SURVIVORS of historical child abuse in care homes, educational institutions, by religious orders and high-profile members of the Scottish establishment are calling for compensation to be granted as part of a forthcoming public inquiry.

At the end of this month, Education Secretary Angela Constance will announce the remit and timing of the inquiry after holding months of discussions with victims and those who ran the institutions where they were abused.

Survivors want interim payments, similar to those given to victims in Ireland, so they can seek the help they so desperately need while Scotland’s biggest child abuse inquiry is being held.

In Care Abuse Survivors (INCAS), which represents nearly 400 victims of institutional abuse, said that, over the past 17 years of campaigning for an inquiry, scores of victims have died of old age, ill-health and suicide while waiting for justice for the shocking abuse they suffered as children while in care.

The charity’s chairwoman, Helen Holland, 56, from Alexandria, Dunbartonshire, said: “We want the scope to be as wide as possible and should not be narrowed down. It should cover everyone who was abused under the care of the state.

“Obviously, the institutions responsible want the scope to be as narrow as possible because they don’t want to be named and shamed. There must be no cover-ups. It needs to be as open as possible.

“Since 1998 we have been calling for a proper inquiry to get justice for thousands of Scottish survivors of institutional abuse.

“What we want out of this inquiry is acknowledgement, accountability, reparation, compensation, counselling, basically all the things survivors need.”

Helen herself suffered physical torture and sexual abuse from 1964 to 1974 at Nazareth House in Kilmarnock, Ayrshire, which was run by the Catholic Order, the Sisters of Nazareth. Her chief abuser was a nun called Sister Kevin.

She said that as a punishment she was taken by Sister Kevin to the outhouse and thrown in an industrial tumble drier which was then switched on.

Helen said: “Angela Constance will make an announcement at the end of the month to tell us who the chairperson will be on the inquiry, when it will start and the scope of it.

“When I met her recently she admitted she won’t please everybody, however, her priority should be not about pleasing people, but about meeting the needs of the survivors.

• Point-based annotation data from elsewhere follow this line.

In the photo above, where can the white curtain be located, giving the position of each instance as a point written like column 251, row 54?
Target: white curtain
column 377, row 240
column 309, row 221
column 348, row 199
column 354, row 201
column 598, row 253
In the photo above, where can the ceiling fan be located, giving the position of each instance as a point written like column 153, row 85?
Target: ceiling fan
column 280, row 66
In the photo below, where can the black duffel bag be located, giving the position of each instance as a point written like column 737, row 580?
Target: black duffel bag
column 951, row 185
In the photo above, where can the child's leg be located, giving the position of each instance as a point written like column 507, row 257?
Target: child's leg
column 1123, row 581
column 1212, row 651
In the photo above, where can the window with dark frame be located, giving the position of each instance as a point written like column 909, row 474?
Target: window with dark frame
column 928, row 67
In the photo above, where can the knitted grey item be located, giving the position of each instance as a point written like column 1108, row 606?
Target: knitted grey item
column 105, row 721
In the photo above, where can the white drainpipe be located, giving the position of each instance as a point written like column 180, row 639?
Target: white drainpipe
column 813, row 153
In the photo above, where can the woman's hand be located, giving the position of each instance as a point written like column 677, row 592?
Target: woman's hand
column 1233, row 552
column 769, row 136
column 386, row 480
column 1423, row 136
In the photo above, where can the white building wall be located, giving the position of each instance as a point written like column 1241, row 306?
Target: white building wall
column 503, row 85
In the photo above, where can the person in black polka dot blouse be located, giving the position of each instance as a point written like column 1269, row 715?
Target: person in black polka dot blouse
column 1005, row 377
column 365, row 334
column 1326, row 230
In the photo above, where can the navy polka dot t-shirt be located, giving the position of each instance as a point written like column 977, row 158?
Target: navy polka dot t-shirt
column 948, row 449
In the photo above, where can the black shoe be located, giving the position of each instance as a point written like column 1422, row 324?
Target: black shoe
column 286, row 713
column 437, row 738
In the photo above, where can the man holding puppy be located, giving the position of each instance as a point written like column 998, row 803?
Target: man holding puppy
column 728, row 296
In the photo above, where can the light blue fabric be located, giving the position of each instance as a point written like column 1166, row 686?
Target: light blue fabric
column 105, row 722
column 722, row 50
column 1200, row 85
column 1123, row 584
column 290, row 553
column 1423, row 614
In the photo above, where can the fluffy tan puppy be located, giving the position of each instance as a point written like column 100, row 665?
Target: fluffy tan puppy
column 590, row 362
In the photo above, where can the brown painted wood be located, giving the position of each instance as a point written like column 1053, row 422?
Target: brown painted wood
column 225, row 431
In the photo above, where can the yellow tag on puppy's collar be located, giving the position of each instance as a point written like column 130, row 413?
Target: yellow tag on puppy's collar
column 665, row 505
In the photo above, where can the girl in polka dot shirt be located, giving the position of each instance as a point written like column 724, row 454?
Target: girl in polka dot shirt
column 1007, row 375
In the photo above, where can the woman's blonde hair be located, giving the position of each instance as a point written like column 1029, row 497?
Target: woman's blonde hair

“I want her to help the survivors right now. What Ireland did was once the survivors came forward, once they had verified they had been in care, they were given interim payments of about 10,000 euros to allow them get help and have the right to choose where they go for help.

“The scoping exercise over the past few months has been very distressing for the survivors because they had to sit in front of a group of civil servants and tell them what they want in the public inquiry.

“Many of these survivors have never been involved in an inquiry in their lives, so how they are supposed to know what it should involve is beyond me.

“Thankfully, INCAS has a group of solicitors acting on our behalf because the Government has more than 140 legal advisors.

“The Government announced the inquiry in December and then put notices out in newspapers and online asking survivors to go along to events, many of them didn’t even see those notices.

Helen said that, although many of the big institutions like Nazareth House, Quarriers and Smyllum Park have closed down, child abuse in care is still going on.

She added: “While they are still dealing with cases dating back 60 to 70 years, abuse in care is still happening now. We need to make sure this doesn’t happen again and the sooner this inquiry gets up and running the better.

“Young people in care need to know that they will be taken seriously when they complain about what happened to them.

“It is a nonsense for the Government to say things have moved on. The big institutions are not there but the level of abuse is still there and we cannot continue as a society to abandon children once they are taken into care.

“If this government fails to recognise what has happened, despite the fact there have been court cases, then they are just as bad as the people who abused us in the first place.”

Constance said she had been consulting with survivors and organisations on the “exact terms of reference” for the inquiry and planned to make an announcement at the end of April.

She said: “Those terms of reference need to capture the principles of the inquiry, and how we can create the right environment to support victims to confide, and the right timescales over which it should be held.

“That process must also find the right people to oversee the inquiry, not least any chair or panel.

“On 11 November, my predecessor, Michael Russell, stood in this Chamber and spoke about the moral imperative that compelled all of us to face up to and act on the reality of historical abuse of children and the current risks of child abuse.

“There have been national investigations into this issue before. And it is important that any further inquiry complements and builds on previous work, while moving the issue forward.

“We must also be conscious of the work already underway with survivors. The Scottish

Government has already given its commitment to working to develop a survivor support fund, and also to fund an appropriate commemoration, guided by the views of survivors.

“We will not make the same mistake as others by rushing out with names before we have consulted with survivors and relevant organisations about the attributes of a chair or panel.”